I'm a greenbean in the sense that I've never done an LD or catch ride before but I have been riding 3-4 times a week for about 4-6 miles at a time with LOTS of trotting and some canter sets when terrain allows. I'd love to do more but I work full time so I have to fit my rides after work in the evenings before the barn closes.

Thanks everyone for the feedback! I had a great chat with the owner too, she's going to the ride also but will be competing on her other horse so I think all should be well.


----------



## phantomhorse13 (Feb 18, 2011)

sorry to have just seen this, but have been away from the net for a bit.

how exciting to have your first catch ride!! what event will you be going to, vermont? are you riding with the horse's owner too or on your own? 

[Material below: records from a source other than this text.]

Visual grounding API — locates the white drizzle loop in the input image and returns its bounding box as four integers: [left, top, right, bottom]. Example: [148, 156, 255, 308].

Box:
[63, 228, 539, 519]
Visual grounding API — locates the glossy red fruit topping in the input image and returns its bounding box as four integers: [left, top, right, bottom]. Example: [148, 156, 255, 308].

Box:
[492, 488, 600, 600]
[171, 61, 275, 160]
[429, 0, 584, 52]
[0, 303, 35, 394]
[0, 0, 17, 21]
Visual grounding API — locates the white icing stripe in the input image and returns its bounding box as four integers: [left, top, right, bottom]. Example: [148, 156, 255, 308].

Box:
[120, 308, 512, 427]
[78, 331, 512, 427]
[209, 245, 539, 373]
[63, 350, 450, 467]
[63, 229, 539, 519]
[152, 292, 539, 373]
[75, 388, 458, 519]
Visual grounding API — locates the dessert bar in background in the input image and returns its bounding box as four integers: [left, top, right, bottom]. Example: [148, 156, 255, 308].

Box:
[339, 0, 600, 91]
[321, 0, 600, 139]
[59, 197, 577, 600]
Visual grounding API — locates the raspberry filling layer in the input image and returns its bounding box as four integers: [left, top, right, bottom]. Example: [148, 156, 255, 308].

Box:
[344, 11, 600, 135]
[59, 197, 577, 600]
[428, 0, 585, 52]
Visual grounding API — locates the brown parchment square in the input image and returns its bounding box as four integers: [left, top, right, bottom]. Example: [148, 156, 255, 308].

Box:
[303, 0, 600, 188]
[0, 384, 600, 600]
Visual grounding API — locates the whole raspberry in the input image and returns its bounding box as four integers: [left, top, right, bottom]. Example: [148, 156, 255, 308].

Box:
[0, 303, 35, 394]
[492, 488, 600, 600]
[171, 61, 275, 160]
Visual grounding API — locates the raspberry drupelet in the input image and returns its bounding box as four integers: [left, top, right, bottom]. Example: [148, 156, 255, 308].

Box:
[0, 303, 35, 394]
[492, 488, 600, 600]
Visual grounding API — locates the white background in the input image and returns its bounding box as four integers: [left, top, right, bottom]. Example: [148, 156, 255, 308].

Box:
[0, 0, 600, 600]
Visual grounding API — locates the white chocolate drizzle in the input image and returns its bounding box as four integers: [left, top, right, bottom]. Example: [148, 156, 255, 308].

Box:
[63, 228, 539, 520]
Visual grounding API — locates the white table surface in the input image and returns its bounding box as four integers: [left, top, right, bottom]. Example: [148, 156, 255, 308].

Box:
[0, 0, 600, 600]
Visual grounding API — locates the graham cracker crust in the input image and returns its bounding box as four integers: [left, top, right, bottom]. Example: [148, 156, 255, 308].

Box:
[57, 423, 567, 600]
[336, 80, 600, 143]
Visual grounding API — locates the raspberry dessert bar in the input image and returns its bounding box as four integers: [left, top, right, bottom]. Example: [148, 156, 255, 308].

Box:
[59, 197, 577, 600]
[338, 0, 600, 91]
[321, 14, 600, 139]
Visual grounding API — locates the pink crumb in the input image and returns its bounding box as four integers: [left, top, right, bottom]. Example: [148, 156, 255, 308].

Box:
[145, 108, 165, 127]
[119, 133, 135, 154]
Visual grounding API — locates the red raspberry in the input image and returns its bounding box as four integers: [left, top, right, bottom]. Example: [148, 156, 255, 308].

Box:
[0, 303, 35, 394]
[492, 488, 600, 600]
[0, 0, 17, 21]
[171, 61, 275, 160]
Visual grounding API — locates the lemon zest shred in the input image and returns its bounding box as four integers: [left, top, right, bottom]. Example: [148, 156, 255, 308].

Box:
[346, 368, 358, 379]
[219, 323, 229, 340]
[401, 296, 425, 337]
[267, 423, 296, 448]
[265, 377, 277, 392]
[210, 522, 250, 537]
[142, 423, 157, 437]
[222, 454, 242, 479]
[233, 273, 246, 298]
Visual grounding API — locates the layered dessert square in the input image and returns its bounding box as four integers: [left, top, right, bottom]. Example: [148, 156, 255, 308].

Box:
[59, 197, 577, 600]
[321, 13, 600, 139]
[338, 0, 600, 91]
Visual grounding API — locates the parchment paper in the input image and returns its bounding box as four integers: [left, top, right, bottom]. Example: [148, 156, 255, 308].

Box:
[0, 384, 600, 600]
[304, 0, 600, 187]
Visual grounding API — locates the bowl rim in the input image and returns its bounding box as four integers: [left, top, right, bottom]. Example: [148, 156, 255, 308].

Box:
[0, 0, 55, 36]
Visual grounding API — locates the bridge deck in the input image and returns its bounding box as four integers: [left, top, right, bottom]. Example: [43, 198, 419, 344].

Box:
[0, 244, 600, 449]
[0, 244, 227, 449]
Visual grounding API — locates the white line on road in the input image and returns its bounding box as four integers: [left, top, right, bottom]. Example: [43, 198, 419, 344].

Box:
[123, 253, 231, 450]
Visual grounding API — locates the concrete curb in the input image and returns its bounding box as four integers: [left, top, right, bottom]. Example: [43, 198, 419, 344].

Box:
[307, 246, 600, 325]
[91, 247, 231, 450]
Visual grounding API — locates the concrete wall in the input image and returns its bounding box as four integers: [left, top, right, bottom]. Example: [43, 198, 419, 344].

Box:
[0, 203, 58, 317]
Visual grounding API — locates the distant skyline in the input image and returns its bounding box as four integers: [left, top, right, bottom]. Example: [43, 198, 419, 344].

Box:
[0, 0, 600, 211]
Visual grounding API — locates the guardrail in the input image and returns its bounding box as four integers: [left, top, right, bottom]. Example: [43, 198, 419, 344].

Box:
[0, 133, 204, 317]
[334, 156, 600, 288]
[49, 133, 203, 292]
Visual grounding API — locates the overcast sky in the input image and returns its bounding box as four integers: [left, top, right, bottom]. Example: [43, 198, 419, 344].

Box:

One thing I always want to know about for catch riding are what saddle will be used? and does that saddle (if not mine) have water bottle holders (as you need to be able to take care of yourself if you are going to take care of the horse)? another thing to ask is if the horse is a puller, so you can be sure to have gloves if necessary!


----------



## NightFell (Dec 3, 2014)

phantomhorse13 said:


> sorry to have just seen this, but have been away from the net for a bit.
> 
> how exciting to have your first catch ride!! what event will you be going to, vermont? are you riding with the horse's owner too or on your own?
> 
> One thing I always want to know about for catch riding are what saddle will be used? and does that saddle (if not mine) have water bottle holders (as you need to be able to take care of yourself if you are going to take care of the horse)? another thing to ask is if the horse is a puller, so you can be sure to have gloves if necessary!


I'm going to Muckleratz and will be riding with a lady that has been training with the horse and his owner for the past 3-4 years  Are you going as well?

Owner and I talked saddles during the conversation! I'm going to use her endurance one and I'm planning to bring my camelpack for water and snacks. Gloves are a must for me when riding since my hands rash easily so definitely packing them! Thank you for the advice.


----------



## phantomhorse13 (Feb 18, 2011)

I had planned to go, but instead will be on a plane heading to california.. as I am doing TEVIS in a crazy last-minute change of plans!!

Muckleratz is a great event with awesome people and really do-able trails. I am sorry to be missing it this year.






Who are you riding for and with, if you don't mind my asking? The CTR community is small enough I suspect I would know them. Love when people bring newbies into the sport and sorry to be missing you in person. Will you be going to Chesapeake (Fair Hill, MD) in Sept or any of the Jersey events in October or November?


----------



## NightFell (Dec 3, 2014)

Back from the ride this weekend and what an experience!

Not only did we complete but we got Reserve Champion!!! I also got a rookie award since it was my first CTR/distance event ever. I'm totally addicted to the sport now and I'm hoping to catch ride more if opportunities come along  



phantomhorse13 said:


> I had planned to go, but instead will be on a plane heading to california.. as I am doing TEVIS in a crazy last-minute change of plans!!
> 
> Muckleratz is a great event with awesome people and really do-able trails. I am sorry to be missing it this year.
> 
> ...


Wow, good luck at Tevis- competing there is my dream  I rode with LeeAnne and Tiffany. I'd LOVE to do more rides in the fall but they will have to be catch rides since my mare will not be ready by then (don't have access to a trailer yet to haul out to train and practice camping).


----------



## Drifting (Oct 26, 2011)

phantomhorse13 said:


> I had planned to go, but instead will be on a plane heading to california.. as I am doing TEVIS in a crazy last-minute change of plans!!
> 
> 
> > Not to hyjack a thread, but TEVIS? I expect a forum post! I want to know your view on differences between that and the OD, plus you know - picturrreesss
> ...


----------



## phantomhorse13 (Feb 18, 2011)

Congrats on your reserve champion!! Sorry to have missed you but sounds like you had a great experience. Hopefully we can meet up somewhere else down the line. You should keep the jersey ride weekends free in case someone needs a last minute rider (or you can always go an volunteer and make even more contacts).


----------



## NightFell (Dec 3, 2014)

phantomhorse13 said:


> Congrats on your reserve champion!! Sorry to have missed you but sounds like you had a great experience. Hopefully we can meet up somewhere else down the line. You should keep the jersey ride weekends free in case someone needs a last minute rider (or you can always go an volunteer and make even more contacts).


Thank you! If I had any questions about it before, I'm 100% confirmed addicted to distance riding lol The owner asked if I wanted to ride for her again so I should be at Chesapeake in Sept actually and I'm definitely keeping an eye on if anyone needs catch riders for NJ Devil and Ride for the Ribbons  

And good luck at Tevis!!! There's a lady from my area of NJ that will there this weekend too. I'll be rooting for you both!


----------